BREWER, Maine — Police are looking for a man caught on infrared video surveillance tapes last week stealing catalytic converters from a business in the Wilson Street area.
The burglary was reported to the Brewer Police Department on Sept. 2, and the department released images of the suspect on Friday.
“There is a possibility that he has been involved in other metal thefts in the immediate area,” Capt. Jason Moffitt said. “We believe that anyone who knows this person, seeing one of those half-decent pictures, will recognize him and call us.”
The business that provided the video footage has asked not to be identified, he said, adding that it installed the infrared camera system “because of prior theft incidents.”
The theft of catalytic converters from vehicles has become more common in recent months because of their scrap metal value, police say.
The high number of catalytic converter thefts spurred legislators this year to create a paper trail for people trying to sell them.
The new law requires scrap metal processors to “maintain an accurate and legible record of each scrap metal purchase transaction that exceeds 100 pounds or $50” and that they pay sellers with checks to “maintain a record.”
The new law also requires “a signed statement from the seller at the time of sale that the property subject to the transaction is not stolen property to the best of the seller’s knowledge and that the seller is the owner or is otherwise authorized to sell the scrap metal.”
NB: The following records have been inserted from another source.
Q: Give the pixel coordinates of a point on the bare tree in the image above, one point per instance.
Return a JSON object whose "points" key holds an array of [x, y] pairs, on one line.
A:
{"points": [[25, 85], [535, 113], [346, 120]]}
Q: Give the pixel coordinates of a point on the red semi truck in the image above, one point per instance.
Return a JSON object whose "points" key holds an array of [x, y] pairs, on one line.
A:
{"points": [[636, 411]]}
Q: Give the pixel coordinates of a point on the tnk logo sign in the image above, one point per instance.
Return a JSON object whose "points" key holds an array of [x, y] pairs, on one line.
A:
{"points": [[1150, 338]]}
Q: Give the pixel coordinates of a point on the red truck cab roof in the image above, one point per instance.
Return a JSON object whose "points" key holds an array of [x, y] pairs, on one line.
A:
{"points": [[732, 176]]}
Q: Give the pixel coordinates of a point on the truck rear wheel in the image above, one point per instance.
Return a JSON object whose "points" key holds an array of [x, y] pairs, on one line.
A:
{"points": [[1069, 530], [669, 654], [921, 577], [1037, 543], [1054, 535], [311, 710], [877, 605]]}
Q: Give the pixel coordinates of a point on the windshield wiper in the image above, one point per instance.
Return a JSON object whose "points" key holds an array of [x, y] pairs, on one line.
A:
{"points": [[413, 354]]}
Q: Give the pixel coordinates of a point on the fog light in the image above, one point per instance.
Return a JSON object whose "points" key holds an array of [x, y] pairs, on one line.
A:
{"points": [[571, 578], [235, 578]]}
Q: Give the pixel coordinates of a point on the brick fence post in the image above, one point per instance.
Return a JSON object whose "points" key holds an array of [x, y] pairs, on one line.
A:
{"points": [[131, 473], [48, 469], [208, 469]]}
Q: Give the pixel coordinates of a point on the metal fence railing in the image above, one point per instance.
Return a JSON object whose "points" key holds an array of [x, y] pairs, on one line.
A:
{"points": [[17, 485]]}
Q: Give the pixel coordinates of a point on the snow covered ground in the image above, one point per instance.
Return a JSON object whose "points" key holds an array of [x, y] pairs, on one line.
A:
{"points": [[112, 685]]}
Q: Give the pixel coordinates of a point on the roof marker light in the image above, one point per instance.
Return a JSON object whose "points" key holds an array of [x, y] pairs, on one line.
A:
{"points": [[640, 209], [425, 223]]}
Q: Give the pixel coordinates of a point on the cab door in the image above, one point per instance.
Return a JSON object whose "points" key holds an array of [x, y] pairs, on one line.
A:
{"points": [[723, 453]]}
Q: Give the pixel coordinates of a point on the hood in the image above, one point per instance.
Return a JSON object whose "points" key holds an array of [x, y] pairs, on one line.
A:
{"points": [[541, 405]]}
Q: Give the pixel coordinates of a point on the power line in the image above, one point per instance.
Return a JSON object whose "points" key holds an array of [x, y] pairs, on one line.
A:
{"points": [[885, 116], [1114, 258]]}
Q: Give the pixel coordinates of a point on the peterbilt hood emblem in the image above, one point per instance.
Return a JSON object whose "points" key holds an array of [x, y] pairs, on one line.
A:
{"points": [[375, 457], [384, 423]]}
Catalytic converter parts contain a trio of metals — platinum, rhodium and palladium — that have a relatively high scrap value.
A company representative from Onesteel on outer Broadway in Bangor said “they range [in price] from $7 to $115 depending on the type [and year] of the vehicle” and that foreign models are worth more than domestic.
The new law has “made a difference,” said the woman, who asked not to be identified. She said that the business has seen a drop in the number of catalytic converters brought in since the law was enacted.
Moffitt said the surveillance camera used to take photos of the Brewer burglary suspect provided a good quality image, which makes identifying people and vehicles easier.
“The infrared pictures [provided] were taken in basically total darkness,” he said. “We are seeing an increase in the amount of video surveillance, but the quality varies from business to business. I suggest people shop around [if they’re in the market for a good-quality camera].”
High-resolution cameras that are set up near entryways and exits are better at catching usable images, he said.